The Statement of the Problem:
Let $\{P_{\theta}: \theta \in \Theta \}$ be a statistical model. Suppose that $\hat \theta$ is an estimator for a parameter $\theta$ and $E_{\theta}(\hat \theta) = a\theta + b$ for given non-zero constants $a$ and $b$.
(a) In terms of $a, b,$ and $\theta$, what is the biased $b(\hat \theta)$?
(b) Use the estimator $\hat \theta$ to construct an unbiased estimator for $\theta$.
Where I Am:
This problem just seems a little too easy...
For part (a), all I did was the following:
$$b(\hat \theta) = E[\hat \theta] - \theta \quad \text{(by definition)} $$
so
$$ b(\hat \theta) = (a\theta + b) - \theta \quad \text{(by what was provided)}$$
which, I guess, can be simplified to
$$ b(\hat \theta) = \theta(a-1) + b $$
but, aside from that, I'm not sure if there's any more to it?

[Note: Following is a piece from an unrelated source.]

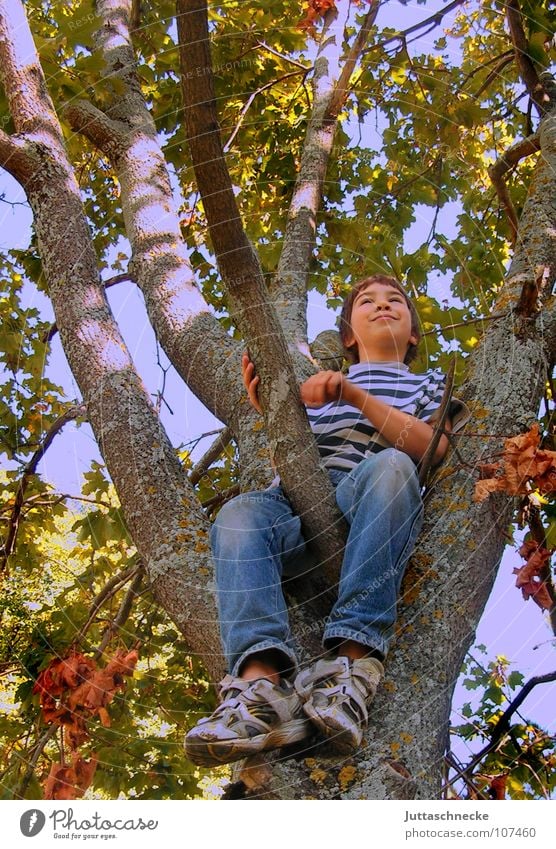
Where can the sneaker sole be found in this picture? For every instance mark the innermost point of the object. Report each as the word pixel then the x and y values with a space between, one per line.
pixel 206 752
pixel 340 738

Now, for part (b), we need to satisfy the following condition:
$$ E[\hat \theta] = \theta. $$
Ok. Well, that simply means the following, I guess:
$$ a\theta + b = \theta $$
and then solving for $\theta$:
$$ \hat \theta = \frac{-b}{a-1}. $$
Is that it? Am I missing something?
If $E(\hat \theta) = a\theta + b,$ then $\tilde \theta = \frac{\hat \theta - b}{a}$ is unbiased.

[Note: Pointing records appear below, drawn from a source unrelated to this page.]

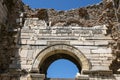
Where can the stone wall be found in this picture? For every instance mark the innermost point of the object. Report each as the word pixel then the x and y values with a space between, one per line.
pixel 93 30
pixel 9 12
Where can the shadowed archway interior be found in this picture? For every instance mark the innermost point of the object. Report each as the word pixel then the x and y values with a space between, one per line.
pixel 48 61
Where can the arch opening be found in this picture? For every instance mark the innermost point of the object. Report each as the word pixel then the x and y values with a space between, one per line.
pixel 49 60
pixel 59 51
pixel 62 68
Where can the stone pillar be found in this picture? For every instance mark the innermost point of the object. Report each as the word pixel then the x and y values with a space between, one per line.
pixel 36 76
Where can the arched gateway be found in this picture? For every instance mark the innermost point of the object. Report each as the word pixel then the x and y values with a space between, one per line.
pixel 58 51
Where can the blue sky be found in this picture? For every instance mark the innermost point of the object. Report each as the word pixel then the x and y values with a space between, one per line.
pixel 59 4
pixel 60 67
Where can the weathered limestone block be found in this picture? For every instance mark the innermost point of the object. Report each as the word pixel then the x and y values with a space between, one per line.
pixel 23 53
pixel 102 50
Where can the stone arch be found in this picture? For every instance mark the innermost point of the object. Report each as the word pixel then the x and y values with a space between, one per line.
pixel 63 22
pixel 56 52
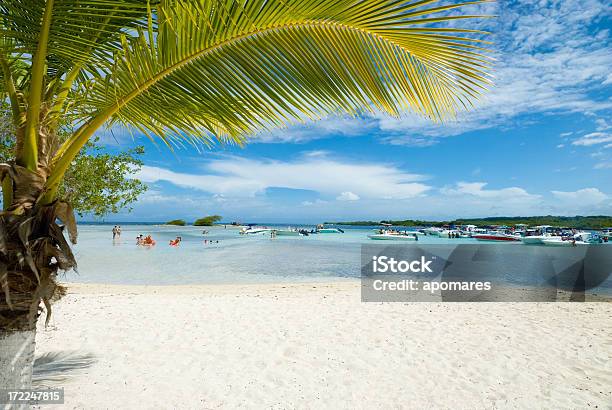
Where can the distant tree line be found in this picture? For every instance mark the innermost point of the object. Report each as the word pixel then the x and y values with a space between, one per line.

I can't immediately think of a simple example that has both $a \ne 1$ and $b \ne 0$. So here are two separate examples where $b = 0$, since $a$ is the part that seems to be giving you trouble.

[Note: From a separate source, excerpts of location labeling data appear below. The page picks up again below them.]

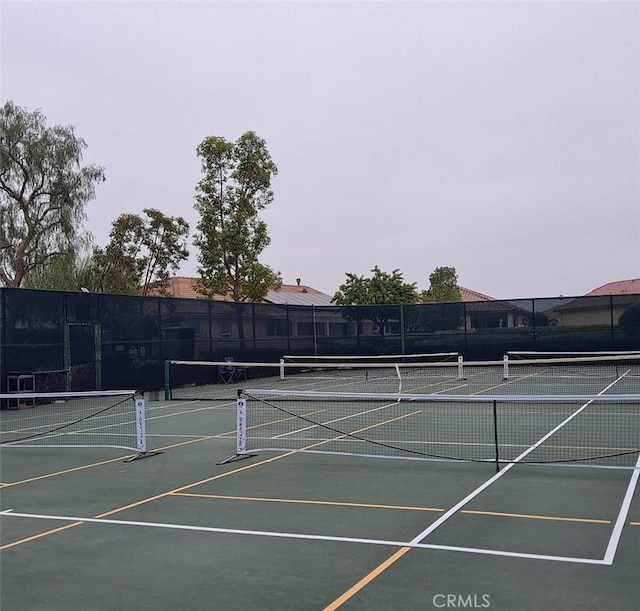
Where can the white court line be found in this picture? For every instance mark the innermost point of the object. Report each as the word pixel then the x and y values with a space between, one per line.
pixel 283 535
pixel 622 516
pixel 460 504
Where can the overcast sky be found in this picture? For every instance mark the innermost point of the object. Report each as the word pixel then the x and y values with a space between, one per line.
pixel 499 138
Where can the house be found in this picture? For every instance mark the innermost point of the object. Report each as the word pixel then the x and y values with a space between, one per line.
pixel 601 306
pixel 484 312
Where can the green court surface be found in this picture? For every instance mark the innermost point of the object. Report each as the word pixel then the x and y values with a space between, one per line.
pixel 83 530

Consider using independent observations $X_1, X_2, \dots X_n$ from $Unif(0, \theta)$ to estimate $\theta.$ You might consider estimator $\bar X.$ Because $E(\bar X) = \theta/2$, an unbiased estimator is $2\bar X.$
Alternatively, you might consider the maximum observation $X_{(n)}$ as an estimator. Because $E(X_{(n)}) = \frac{n}{n+1}\theta$, the estimator $\frac{n+1}{n}X_{(n)}$ is unbiased for $\theta.$
Between these two, the estimator $\frac{n+1}{n}X_{(n)}$ has the smaller variance, so it is preferable. Indeed, one can show that, among unbiased estimators, this one has the smallest possible variance. You have many interesting ideas coming if this course is at the level I suspect.